Salı, Ağustos 27, 2013

the reader- stephen daldry

bilirsiniz; bir kitabın, bir filmin varlığından haberdar olursunuz ve hemen okumak, izlemek istersiniz. bir şeyler çeker ona. 
the reader da benim için öyleydi. yıllardır listemde. belki kasvetini hissettiğimden, belki kate winslet'tan...kate winslet çok beğendiğim bir oyuncu. çok severek izlediğim filmleri var; quills, eternal sunshine of the spotless mind, finding neverland, little children, revolutionary road... (bu film için göğüslerine, koltukaltı kıllarına laf edenler olmuş. kadını "hollywood parlaklığında, pürüzsüz ve kusursuz" görmemeye tahammülü olmayan öyle çok kişi var ki; çok yazık...)
bir yanda da the hours'dan tanıdığım stephen daldry yönetmen koltuğunda (billy elliot'u hala izlememiş olmak!).
gelgör ki, 4 yıl olmuş film türkiye'ye geleli, daha yeni izleyebildim. ve çok etkilendim. ara ara dolan gözlerim filmin sonlarına doğru bıraktı kendini, baya baya ağladım içli içli.
bence çok yönlü ve gerçekten iyi bir film.
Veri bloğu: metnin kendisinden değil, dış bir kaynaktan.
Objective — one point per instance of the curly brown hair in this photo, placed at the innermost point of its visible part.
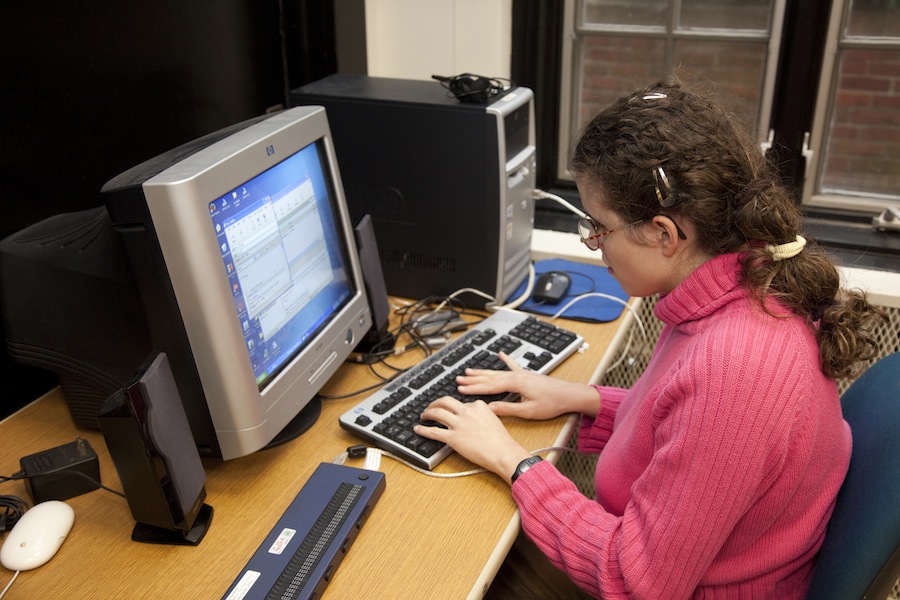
(716, 176)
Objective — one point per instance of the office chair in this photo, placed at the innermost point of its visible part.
(861, 554)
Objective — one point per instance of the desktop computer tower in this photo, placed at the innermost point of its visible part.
(448, 183)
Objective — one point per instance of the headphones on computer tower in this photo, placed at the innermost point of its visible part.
(473, 88)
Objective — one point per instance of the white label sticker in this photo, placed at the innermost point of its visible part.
(282, 540)
(243, 585)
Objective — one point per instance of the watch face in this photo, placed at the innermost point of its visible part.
(525, 465)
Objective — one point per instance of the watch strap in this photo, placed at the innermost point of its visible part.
(524, 466)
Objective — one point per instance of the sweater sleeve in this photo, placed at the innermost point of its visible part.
(715, 445)
(595, 432)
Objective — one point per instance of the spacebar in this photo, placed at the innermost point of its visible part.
(315, 546)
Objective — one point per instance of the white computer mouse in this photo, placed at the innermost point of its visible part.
(37, 535)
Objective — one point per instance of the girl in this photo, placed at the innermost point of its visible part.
(720, 466)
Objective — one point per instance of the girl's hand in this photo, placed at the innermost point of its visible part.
(542, 397)
(475, 432)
öncelikle filmin ilk yarım saatinde yer alan ve pek eleştirilen çıplaklık/ sevişme sahneleri gereksiz değil ve estetik; bana kalırsa. 


sonra zaten tamamen beklenmedik bir yöne doğru evriliyor film. utanç, bencillik, çaresizlik, aşk, tutku, acıma, tiksinme... insana dair pek çok duyguyu barındırıyor içinde.
renkler, tonlar, görüntüler, avrupa sokakları döneme uygun ve başarılı.
kate winslet'a eşlik eden ralph fiennes ve henüz 18'lik david kross da gerçekten oldukça iyi.
filme dair tek olumsuz eleştirimse, karakterlerin alman olmalarına rağmen ingilizce konuşmaları! (oysa, ne çok severim ben almanca'yı!) 
aa bir de kate winslet'ın yaşlanma makyajı! 

ve fakat, özellikle de dönem filmlerini, durgun ve kasvetli filmleri sevenler için şiddetle öneririm.